Conditioning on a confouding variable: demonstration using a three-dimensional scatterplot

R script: 3D_scatterplot_demo.R

In this demonstration I use simulated data to show how a third variable that affects two other variables generates correlation between those two variables even if those two variables have no effect on each other, and I show how conditioning on the third variable eliminates the correlation.

We start by generating a simulated set of 1000 data points. Each unit, or each case, is given a value on each of three variables: x, y, and z. First the values of z are drawn randomly from a standard normal distribution. Then the values of x and y are affected by the values of z, so these values are drawn randomly from a normal distribution and then are adjusted upward or downward a little bit depending on the corresponding values of z. So x and y are both affected by z, but x and y have not effect on each other. However, if the values of x and y are plotted while ignoring the values of z, a clear correlation between x and y can be seen. In the 3-dimensional scatterplot, if the plot is oriented such that the x axis is displayed horizontally and the y axis is shown vertically, the correlation between x and y can be seen. This is because higher values of z causes higher values of x and higher values of y. When z is higher we should expect to see higher values of x and higher values of y. When z is lower, we should expect to see lower values of x and lower values of y. But what if z weren't allowed to vary? If z isn't allowed to be higher or lower, then there is no opportunity for higher values of z to produce higher values of x and y. All of the covariation between x and y is produced by variation in z, so if z isn't allowed to vary, there should be no covariation between x and y. If we condition on z when examining the covariation between x and y, the covariation should disappear.
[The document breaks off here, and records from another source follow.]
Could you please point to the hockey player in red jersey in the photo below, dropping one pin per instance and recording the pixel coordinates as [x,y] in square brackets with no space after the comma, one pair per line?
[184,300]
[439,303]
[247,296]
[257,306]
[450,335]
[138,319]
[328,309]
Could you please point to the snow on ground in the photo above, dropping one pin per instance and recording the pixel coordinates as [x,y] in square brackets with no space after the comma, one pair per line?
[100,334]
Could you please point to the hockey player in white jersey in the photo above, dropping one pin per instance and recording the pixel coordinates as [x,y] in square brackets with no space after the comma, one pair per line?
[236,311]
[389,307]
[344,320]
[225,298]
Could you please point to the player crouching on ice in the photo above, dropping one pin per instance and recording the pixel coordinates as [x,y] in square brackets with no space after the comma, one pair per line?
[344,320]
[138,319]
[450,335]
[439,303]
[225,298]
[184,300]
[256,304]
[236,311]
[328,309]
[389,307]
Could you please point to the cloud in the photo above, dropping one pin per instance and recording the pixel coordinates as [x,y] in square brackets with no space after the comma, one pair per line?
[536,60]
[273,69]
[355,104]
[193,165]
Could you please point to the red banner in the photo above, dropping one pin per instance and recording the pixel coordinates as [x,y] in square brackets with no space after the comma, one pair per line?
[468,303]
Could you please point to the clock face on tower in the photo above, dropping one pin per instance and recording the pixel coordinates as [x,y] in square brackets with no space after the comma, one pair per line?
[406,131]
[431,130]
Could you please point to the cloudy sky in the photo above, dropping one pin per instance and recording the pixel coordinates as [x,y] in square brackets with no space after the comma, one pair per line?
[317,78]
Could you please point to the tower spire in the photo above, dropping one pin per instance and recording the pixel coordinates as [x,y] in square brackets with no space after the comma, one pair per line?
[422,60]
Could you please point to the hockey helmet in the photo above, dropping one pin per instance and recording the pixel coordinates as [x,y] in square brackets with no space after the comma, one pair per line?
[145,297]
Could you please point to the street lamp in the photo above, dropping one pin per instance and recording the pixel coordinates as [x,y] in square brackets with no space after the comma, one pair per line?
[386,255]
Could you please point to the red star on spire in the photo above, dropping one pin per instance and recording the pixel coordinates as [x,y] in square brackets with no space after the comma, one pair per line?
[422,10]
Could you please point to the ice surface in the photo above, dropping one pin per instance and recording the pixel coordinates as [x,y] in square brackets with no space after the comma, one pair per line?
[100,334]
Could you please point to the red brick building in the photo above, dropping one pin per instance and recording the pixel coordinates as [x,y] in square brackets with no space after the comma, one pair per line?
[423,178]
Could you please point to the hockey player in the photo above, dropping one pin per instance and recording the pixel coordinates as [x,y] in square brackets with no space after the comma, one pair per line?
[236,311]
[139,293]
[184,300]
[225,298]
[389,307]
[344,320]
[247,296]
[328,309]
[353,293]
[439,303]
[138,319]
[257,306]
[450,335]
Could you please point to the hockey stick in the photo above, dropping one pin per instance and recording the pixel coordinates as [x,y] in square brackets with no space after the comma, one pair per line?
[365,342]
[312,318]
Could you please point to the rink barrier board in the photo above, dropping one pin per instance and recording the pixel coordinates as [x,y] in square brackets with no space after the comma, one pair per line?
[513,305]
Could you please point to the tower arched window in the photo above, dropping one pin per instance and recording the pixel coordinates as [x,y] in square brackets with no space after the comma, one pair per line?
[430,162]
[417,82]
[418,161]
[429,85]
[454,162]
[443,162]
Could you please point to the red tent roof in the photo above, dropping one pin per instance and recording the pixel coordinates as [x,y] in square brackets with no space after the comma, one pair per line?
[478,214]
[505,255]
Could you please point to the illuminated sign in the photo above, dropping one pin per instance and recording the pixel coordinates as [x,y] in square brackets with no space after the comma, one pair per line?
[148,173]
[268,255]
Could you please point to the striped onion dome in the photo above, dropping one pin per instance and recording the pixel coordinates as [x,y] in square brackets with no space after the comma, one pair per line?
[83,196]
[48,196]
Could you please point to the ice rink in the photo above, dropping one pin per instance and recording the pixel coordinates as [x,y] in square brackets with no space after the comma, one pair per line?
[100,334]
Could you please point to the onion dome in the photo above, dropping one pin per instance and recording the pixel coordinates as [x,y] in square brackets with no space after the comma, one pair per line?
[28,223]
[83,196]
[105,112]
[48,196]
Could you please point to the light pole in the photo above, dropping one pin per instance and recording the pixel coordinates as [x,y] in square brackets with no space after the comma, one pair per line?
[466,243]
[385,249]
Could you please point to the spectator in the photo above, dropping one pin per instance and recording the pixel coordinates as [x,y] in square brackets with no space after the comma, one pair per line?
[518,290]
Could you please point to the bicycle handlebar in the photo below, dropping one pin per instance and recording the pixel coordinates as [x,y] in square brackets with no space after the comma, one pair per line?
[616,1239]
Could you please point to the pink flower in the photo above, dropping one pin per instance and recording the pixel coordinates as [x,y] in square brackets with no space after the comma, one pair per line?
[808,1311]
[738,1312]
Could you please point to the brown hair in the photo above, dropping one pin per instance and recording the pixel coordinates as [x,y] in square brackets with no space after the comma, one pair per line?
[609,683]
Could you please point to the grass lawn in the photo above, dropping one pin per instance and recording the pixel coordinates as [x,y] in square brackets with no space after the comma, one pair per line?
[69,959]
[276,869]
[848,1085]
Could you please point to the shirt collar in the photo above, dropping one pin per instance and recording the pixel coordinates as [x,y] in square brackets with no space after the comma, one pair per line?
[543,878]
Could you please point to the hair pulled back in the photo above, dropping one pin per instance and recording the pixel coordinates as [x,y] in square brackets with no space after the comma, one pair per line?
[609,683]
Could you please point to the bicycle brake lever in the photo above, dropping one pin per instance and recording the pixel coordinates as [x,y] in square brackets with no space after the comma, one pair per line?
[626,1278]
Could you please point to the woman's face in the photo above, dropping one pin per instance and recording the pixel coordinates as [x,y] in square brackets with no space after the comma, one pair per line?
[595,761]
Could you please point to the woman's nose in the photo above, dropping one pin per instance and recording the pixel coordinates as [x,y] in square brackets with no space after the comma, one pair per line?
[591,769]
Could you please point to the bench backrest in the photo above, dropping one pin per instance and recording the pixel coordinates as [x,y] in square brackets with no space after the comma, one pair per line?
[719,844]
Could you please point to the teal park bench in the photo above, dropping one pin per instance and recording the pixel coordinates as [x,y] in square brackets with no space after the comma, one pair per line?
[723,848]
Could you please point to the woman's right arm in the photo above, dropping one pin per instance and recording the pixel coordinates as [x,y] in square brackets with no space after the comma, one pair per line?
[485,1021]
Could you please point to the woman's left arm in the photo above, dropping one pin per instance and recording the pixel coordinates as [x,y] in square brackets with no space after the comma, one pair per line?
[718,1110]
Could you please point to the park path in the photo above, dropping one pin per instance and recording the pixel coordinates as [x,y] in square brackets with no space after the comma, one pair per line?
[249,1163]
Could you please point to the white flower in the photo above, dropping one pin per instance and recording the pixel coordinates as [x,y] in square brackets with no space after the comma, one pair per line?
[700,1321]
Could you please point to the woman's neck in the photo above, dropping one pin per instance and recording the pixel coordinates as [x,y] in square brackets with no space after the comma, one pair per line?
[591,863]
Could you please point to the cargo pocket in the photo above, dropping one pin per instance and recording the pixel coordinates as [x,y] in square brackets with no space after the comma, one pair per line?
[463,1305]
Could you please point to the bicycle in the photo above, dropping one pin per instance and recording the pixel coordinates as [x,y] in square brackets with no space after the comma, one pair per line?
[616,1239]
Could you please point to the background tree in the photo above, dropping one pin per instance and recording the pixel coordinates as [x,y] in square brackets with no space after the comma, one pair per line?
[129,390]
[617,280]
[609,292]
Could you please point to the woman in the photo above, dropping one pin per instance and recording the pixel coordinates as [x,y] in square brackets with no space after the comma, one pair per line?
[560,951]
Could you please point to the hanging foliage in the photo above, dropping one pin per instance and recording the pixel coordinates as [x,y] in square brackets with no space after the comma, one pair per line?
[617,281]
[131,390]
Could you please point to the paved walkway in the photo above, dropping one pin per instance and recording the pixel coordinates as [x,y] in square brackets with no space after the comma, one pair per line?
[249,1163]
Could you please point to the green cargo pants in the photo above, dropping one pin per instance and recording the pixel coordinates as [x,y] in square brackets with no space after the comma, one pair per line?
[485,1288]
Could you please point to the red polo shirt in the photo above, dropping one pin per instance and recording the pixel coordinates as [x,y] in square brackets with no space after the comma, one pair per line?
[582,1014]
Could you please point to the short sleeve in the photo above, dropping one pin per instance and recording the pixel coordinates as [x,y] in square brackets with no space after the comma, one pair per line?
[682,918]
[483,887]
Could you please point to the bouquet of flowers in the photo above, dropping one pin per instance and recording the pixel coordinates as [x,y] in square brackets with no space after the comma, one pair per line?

We can do that by examining just one small slice of the data: only those cases that have a certain value of z (or at least only those who have very similar values of z). We can specify any arbitray value of z, and we specify a small interval around that value of z, within which interval the values of z should be sufficiently similar to each other so as not to generate much variation. Ideally we would use an infinitely small interval, but then we wouldn't have anything to look at in the demonstration, so we just use a fairly small interval for the purspose of the demonstration. The data points are then separated into two groups, those whose values of z are within the specified interval and those who are not. The two groups are then differentiated by color in the 3D scatterplot. We can now see how the data have sort of been sliced at a particular point on the z axis. All the red points have approximately the same value of z. If the plot is then oriented such that the x axis is displayed horizontally and the y axis vertically, we can see that among the red points there doesn't appear to be any covariation between x and y. All of the covariation between x and y was produced by variation in z, so when z isn't allowed to vary, there isn't any covariation between x and y. Conditioning on the confounding variable z has eliminated the spurious correlation between x and y.

We could specify a different value of z at which to slice the data. For any value of z we choose, we should see no covariation between x and y within that value of z. Ideally we would look at every possible value of z and calculate the covariation between x and y within each value of z and then calculate an average of all those covariations, and we would find it to be approximately zero. That is essentially what a multiple regression model does. If the confounding variable z is included in the model, then the slope coefficient for x represents the average covariation between x on y while conditioning on the values of z. Recall that in a bivariate linear regression model, the model can be thought of as a line fitted through a 2-dimensional scatterplot of the values of x and y. A multiple regression model can be thought of as a 2-dimensional plane fitted through a 3-dimensional scatterplot of the values of x, y, and z. In the next demonstration plot, our simulated values of x, y, and z are plotted with a plane fitted through them. If the plot is oriented such that the z axis is displayed horizontally and the y axis vertically, we can see a clear positive slope. This is becuase z has a positive effect on x. But if the plot is oriented such that the x axis is displayed horizontally and the y axis vertically, we see no slope. This is because x has no effect on y. Within each level of z there is no covariation between x and y. Within each level of z, the model describing the covariation between x and y is basically like a flat line with zero slope.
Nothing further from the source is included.